Clyde “Mato” Mandelin is a professional translator who is famous on the internet for two things: first, leading the team of fan translators who put together an English patch for Mother 3 (which was never given a commercial release outside of Japan), and second, his website Legends of Localization, on which he posts detailed essays about the changes made to video games as they are prepared for the North American market.

Legends of Localization, Book 1: The Legend of Zelda is an offshoot of this website and the first book in what seems slated to become an ongoing series. As its title suggests, it focuses on the original The Legend of Zelda game from 1986.

The book is divided into six main sections.

The first section, which lists the differences in the game music and sound effects between the Japanese and American versions of the game, is an odd place to start (seeing as how books don’t produce audio – yet!), but the descriptive comparisons are a good introduction to just how far (and deep into the game code) the process of localization can go.

The second chapter, which analyzes the text spoken by the old men and women (and lone Moblin) in the game, explains the linguistic justifications for the bad grammar of the English text. It also bravely attempts to puzzle out what the hints these characters offer the player are actually supposed to indicate.

The third section, which covers the game’s items, explores some interesting cultural differences, including why the “Bible” was called such and why it was changed to the “Book of Magic.”

The fourth section explains the origins of the names of common Zelda enemies, such as Moblins and Like Likes, which are based on Japanese wordplay.

The fifth section, which examines the game manual, is a blast of nostalgia for those of us who treasured the little booklets that came included with game cartridges. This section includes an amazing line-by-line comparison of the introductory story text in Japanese and the English translation (which was surprisingly well executed), as well as several cogent explanations for the mistranslations that litter the remainder of the text.

The final section, “Beyond the Game,” collects information on hardware, promotional materials, television commercials, strategy guides, and spin-off games, including the vastly different Japanese and American board games.

What I especially appreciate about Legends of Localization are its illustrations. In addition to a wealth of screenshots, the book contains high quality scans of various print media, as well as photographs of game consoles, cartridges, and other paraphernalia.
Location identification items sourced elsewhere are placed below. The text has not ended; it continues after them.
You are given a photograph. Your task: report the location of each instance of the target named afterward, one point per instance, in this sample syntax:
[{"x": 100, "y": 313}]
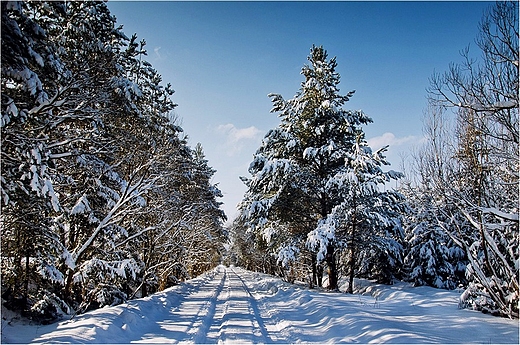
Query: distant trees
[
  {"x": 313, "y": 177},
  {"x": 102, "y": 198},
  {"x": 470, "y": 164}
]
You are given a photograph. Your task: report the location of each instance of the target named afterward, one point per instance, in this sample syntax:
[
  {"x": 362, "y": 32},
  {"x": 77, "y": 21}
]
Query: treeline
[
  {"x": 102, "y": 198},
  {"x": 318, "y": 198}
]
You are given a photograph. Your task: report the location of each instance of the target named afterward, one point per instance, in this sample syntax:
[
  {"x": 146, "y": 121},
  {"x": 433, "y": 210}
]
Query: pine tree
[{"x": 292, "y": 194}]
All of the images are informatively and appropriately labeled, and many are accompanied by humorous captions. My favorite of these captions are the ones that propose outlandish theories, such as “Link is dead and everyone is directing him to the light.” Because of the book’s uncluttered layout, it’s fun to flip through the pages while letting the pictures and cute captions catch your attention.

Legends of Localization is brilliant, witty, and thoroughly entertaining. Mandelin is a hero of the international gaming community, and this paper-and-ink publication of his work is a treasure. Even if you couldn’t care less about the Zelda games, or video games in general, I still recommend Legends of Localization for its clever insights into both Japanese and American popular culture.

As the cave-dwelling shield merchant should have said (if his dialog had been translated properly), “This is a good value and definitely worth buying.” Don’t keep it a secret to everybody!

The publisher, Fangamer, has put out a number of other gaming books, including the Zelda-themed graphic novel Second Quest and a small guide to navigating The Legend of Zelda in Japanese. They’re good people, and everything they release is golden as the Triforce.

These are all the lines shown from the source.